Posted on 2023-04-20 Edited on 2025-08-06 In Torch , TF

将Pytorch卷积层权重转到Tensorflow中

上面刚刚说了在Pytorch的卷积层中，kernel weights存储格式是[kernel_number, kernel_channel, kernel_height, kernel_width]，但在Tensorflow的卷积层中kernel weights存储格式是[kernel_height, kernel_width, kernel_channel, kernel_number]。还有就是在卷积层中如果使用了bias那么bias weights是不需要处理的，因为卷积的bias weights只有一个维度，所以Pytorch和Tensorflow中存储的格式是一样的（后面测试也能验证这个结论）。在下面代码中：

分别使用Pytorch和Tensorflow的Keras模块创建了卷积层
获取Pytorch创建卷积层的kernel weight以及bias weight
使用numpy对kernel weight的进行transpose处理
将转换后的权重载入到tensorflow的卷积层中
将之前创建的数据分别传入Pytorch和Tensorflow的卷积层中进行正向传播
再使用numpy对Pytorch得到的结果进行transpose处理（保证和tensorflow输出的结果Tensor格式一致）
对比两者输出的结果是否一致

def conv_test(torch_image, tf_image):
    """
    测试转换权重后pytorch的卷积层和tensorflow的卷积层输出是否一致
    :param torch_image:
    :param tf_image:
    :return:
    """
    # 创建pytorch卷积层
    torch_conv = nn.Conv2d(in_channels=3, out_channels=32, kernel_size=3, padding=1)
    # [kernel_number, kernel_channel, kernel_height, kernel_width]
    # 卷积层的weights
    torch_conv_weight = torch_conv.weight
    # 卷积层的bias
    torch_conv_bias = torch_conv.bias

    # 创建tensorflow卷积层
    tf_conv = tf.keras.layers.Conv2D(filters=32, kernel_size=3, padding='same')
    tf_conv.build([1, 5, 5, 3])
    # 将pytorch的卷积层权重进行转换并载入tf的卷积层中
    # to [kernel_height, kernel_width, kernel_channel, kernel_number]
    value = np.transpose(torch_conv_weight.detach().numpy(), (2, 3, 1, 0)).astype(np.float32)
    tf_conv.set_weights([value, torch_conv_bias.detach().numpy()])

    # 计算pytorch卷积层的输出
    # [B, C, H, W]
    v1 = torch_conv(torch_image).detach().numpy()
    v1 = np.squeeze(v1, axis=0)
    # [H, W, C]
    v1 = np.transpose(v1, (1, 2, 0))

    # 计算tensorflow卷积层的输出
    # [B, H, W, C]
    v2 = tf_conv(tf_image).numpy()
    # [H, W, C]
    v2 = np.squeeze(v2, axis=0)

    # 检查pytorch和tensorflow的输出结果是否一致
    np.testing.assert_allclose(v1, v2, rtol=1e-03, atol=1e-05)
    print("convolution layer test is great!")

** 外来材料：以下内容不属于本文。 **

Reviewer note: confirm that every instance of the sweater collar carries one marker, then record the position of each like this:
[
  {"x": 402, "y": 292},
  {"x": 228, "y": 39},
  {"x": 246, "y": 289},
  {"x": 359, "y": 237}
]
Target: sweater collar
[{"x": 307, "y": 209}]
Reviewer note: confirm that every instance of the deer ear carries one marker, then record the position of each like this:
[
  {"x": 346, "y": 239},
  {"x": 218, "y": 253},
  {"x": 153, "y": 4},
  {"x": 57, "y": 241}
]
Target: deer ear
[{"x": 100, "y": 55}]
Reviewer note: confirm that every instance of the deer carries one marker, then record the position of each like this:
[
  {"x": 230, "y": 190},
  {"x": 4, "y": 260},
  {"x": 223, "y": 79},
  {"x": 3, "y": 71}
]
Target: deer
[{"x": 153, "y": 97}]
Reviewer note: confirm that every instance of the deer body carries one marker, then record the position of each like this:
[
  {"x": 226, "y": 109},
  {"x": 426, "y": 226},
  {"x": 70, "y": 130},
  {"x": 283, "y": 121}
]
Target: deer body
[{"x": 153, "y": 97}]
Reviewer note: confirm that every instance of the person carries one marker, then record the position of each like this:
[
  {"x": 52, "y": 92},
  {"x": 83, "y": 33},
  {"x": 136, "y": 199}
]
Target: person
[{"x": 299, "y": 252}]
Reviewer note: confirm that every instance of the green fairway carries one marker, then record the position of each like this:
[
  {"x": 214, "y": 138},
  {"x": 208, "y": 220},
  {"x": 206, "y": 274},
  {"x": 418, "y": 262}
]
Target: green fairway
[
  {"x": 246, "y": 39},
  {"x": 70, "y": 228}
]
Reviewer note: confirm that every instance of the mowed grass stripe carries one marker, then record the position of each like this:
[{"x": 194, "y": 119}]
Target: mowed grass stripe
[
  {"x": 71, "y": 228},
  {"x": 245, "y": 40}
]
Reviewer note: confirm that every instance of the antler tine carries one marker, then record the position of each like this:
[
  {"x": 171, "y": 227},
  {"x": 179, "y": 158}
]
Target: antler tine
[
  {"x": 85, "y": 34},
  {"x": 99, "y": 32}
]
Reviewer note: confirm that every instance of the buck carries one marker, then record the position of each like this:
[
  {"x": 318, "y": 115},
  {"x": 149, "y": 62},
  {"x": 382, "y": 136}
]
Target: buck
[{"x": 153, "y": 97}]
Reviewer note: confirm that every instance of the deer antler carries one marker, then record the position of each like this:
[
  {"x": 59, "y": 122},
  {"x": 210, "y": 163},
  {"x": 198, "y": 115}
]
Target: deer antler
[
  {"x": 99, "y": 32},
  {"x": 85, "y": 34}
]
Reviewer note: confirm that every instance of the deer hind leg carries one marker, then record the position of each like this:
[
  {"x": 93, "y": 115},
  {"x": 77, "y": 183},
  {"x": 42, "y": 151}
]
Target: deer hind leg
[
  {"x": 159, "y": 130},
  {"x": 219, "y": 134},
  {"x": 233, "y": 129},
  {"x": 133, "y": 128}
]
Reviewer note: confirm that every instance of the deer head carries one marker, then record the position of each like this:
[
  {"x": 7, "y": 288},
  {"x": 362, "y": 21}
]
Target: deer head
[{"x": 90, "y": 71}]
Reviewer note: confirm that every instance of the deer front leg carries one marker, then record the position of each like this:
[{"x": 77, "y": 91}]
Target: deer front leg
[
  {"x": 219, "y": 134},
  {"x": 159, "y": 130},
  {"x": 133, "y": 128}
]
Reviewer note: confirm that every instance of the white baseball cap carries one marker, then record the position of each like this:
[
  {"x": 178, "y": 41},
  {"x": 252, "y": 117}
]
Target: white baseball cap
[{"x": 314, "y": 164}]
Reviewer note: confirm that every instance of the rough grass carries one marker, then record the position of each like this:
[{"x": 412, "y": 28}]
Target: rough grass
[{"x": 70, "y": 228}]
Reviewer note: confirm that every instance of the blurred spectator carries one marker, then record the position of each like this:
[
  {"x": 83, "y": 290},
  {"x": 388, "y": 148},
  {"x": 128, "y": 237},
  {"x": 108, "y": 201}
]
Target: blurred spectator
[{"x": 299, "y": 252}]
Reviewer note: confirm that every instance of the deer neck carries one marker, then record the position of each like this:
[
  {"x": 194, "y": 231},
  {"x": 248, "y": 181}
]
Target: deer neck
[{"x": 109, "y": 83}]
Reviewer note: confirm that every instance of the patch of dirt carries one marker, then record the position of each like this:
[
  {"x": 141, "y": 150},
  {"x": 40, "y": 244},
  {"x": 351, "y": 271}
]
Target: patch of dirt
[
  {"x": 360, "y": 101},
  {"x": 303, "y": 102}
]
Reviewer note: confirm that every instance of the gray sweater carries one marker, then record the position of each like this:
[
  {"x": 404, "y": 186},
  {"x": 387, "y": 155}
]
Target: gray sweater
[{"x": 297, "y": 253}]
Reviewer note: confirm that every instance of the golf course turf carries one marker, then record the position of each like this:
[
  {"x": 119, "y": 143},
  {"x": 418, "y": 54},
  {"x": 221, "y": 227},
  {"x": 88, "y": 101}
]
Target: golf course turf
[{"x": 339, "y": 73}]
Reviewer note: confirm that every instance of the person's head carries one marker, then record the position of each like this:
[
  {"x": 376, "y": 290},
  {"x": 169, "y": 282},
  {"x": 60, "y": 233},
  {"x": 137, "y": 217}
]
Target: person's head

将Pytorch DW卷积层权重转到Tensorflow中

在Pytorch的dw卷积层中，dw kernel weights存储格式是[kernel_number, kernel_channel, kernel_height, kernel_width]，但在Tensorflow的dw卷积层中dw kernel weights存储格式是[kernel_height, kernel_width, kernel_number, kernel_channel]（注意这里最后两个维度和卷积层有些差异）。同样在dw卷积层中如果使用了bias那么dw bias weights是不需要处理的。
在下面代码中：

分别使用Pytorch和Tensorflow的Keras模块创建了dw卷积层
获取Pytorch创建dw卷积层的dw kernel weight以及dw bias weight
使用numpy对dw kernel weight的进行transpose处理
将转换后的权重载入到tensorflow的dw卷积层中
将之前创建的数据分别传入Pytorch和Tensorflow的dw卷积层中进行正向传播
再使用numpy对Pytorch得到的结果进行transpose处理（保证和tensorflow输出的结果Tensor格式一致）
对比两者输出的结果是否一致

def dw_conv_test(torch_image, tf_image):
    """
    测试转换权重后pytorch的dw卷积层和tensorflow的dw卷积层输出是否一致
    :param torch_image:
    :param tf_image:
    :return:
    """
    # 创建pytorch的dw卷积层
    torch_conv = nn.Conv2d(in_channels=3, out_channels=3, kernel_size=3, padding=1, groups=3)
    # [kernel_number, kernel_channel, kernel_height, kernel_width]
    # dw卷积层的weights
    torch_conv_weight = torch_conv.weight
    # dw卷积层的bias
    torch_conv_bias = torch_conv.bias

    # 创建tensorflow的dw卷积层
    tf_conv = tf.keras.layers.DepthwiseConv2D(kernel_size=3, padding='same')
    tf_conv.build([1, 5, 5, 3])
    # 将pytorch的dw卷积层权重进行转换并载入tf的dw卷积层中
    # to [kernel_height, kernel_width, kernel_number, kernel_channel]
    value = np.transpose(torch_conv_weight.detach().numpy(), (2, 3, 0, 1)).astype(np.float32)
    tf_conv.set_weights([value, torch_conv_bias.detach().numpy()])

    # 计算pytorch卷积层的输出
    # [B, C, H, W]
    v1 = torch_conv(torch_image).detach().numpy()
    v1 = np.squeeze(v1, axis=0)
    # [H, W, C]
    v1 = np.transpose(v1, (1, 2, 0))

    # 计算tensorflow卷积层的输出
    # [B, H, W, C]
    v2 = tf_conv(tf_image).numpy()
    # [H, W, C]
    v2 = np.squeeze(v2, axis=0)

    # 检查pytorch和tensorflow的输出结果是否一致
    np.testing.assert_allclose(v1, v2, rtol=1e-03, atol=1e-05)
    print("depthwise convolution layer test is great!")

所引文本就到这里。